COMP 311 Principles of Programming Languages (Fall 2004)

Programming Assignment 5:
Typed Jam

Assigned: Friday, October 22, 2004
Due: 12:00 noon, Wednesday, November 10, 2004

Files

No supporting code. Use your own interpreter from Assignment 4.

Overview

Preparation Create a programs/5 directory within your comp311 directory. All of your files for this assignment should be stored in the programs/5 subdirectory. Do not put files in subdirectories below programs/5.
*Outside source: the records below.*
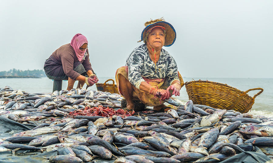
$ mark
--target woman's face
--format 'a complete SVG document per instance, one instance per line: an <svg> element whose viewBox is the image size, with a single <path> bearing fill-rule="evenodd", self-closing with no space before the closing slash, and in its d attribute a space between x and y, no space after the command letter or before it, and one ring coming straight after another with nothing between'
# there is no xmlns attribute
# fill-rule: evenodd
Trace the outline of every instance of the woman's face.
<svg viewBox="0 0 273 163"><path fill-rule="evenodd" d="M165 43L165 34L163 30L159 27L152 29L148 35L147 43L155 49L162 48Z"/></svg>
<svg viewBox="0 0 273 163"><path fill-rule="evenodd" d="M84 50L86 49L88 47L87 47L87 43L85 43L83 44L83 45L82 45L82 46L80 47L79 50L82 51L84 51Z"/></svg>

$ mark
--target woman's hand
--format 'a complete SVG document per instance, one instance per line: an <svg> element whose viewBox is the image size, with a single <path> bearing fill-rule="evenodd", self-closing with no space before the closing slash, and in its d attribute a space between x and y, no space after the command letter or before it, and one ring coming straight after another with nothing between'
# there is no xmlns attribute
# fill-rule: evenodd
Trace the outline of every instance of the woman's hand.
<svg viewBox="0 0 273 163"><path fill-rule="evenodd" d="M84 83L86 84L88 86L93 86L95 83L96 80L96 79L92 78L91 77L86 77L85 79L84 80Z"/></svg>
<svg viewBox="0 0 273 163"><path fill-rule="evenodd" d="M169 92L170 90L173 90L173 94L174 95L176 96L180 95L180 89L181 89L181 86L180 84L177 83L176 83L172 84L167 88L166 90Z"/></svg>
<svg viewBox="0 0 273 163"><path fill-rule="evenodd" d="M95 83L97 83L99 81L99 79L97 77L97 76L95 74L91 74L89 75L89 77L93 79L93 81Z"/></svg>
<svg viewBox="0 0 273 163"><path fill-rule="evenodd" d="M160 97L162 100L169 99L170 93L168 90L162 89L157 89L152 86L150 88L149 93Z"/></svg>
Teamwork You are required to do this assignment and all other programming assignments using pair programming. When you submit your assignment, indicate the composition of your team (names, student ids, and email addresses) in your README file.

If you cannot find a partner and would like one, send an email to comp311@rice.edu and we will try to find one for you. Teams of more than two members are not permitted.

Task Your assignment is to convert Jam to a typed programming language.

Step 1 As the first step in the project, you will strip your solution to Assignment 4 down to a family of two interpreters: call-by-value/eager (value/value) and call-by-value/lazy (value/need).

In Java, the public interface to the interpreter is the same as in Assignment 4 except for the fact the the Interpreter class will only support two public methods: eagerEval() and lazyEval() which correspond to valueValue() and valueNeed() in Assignment 4.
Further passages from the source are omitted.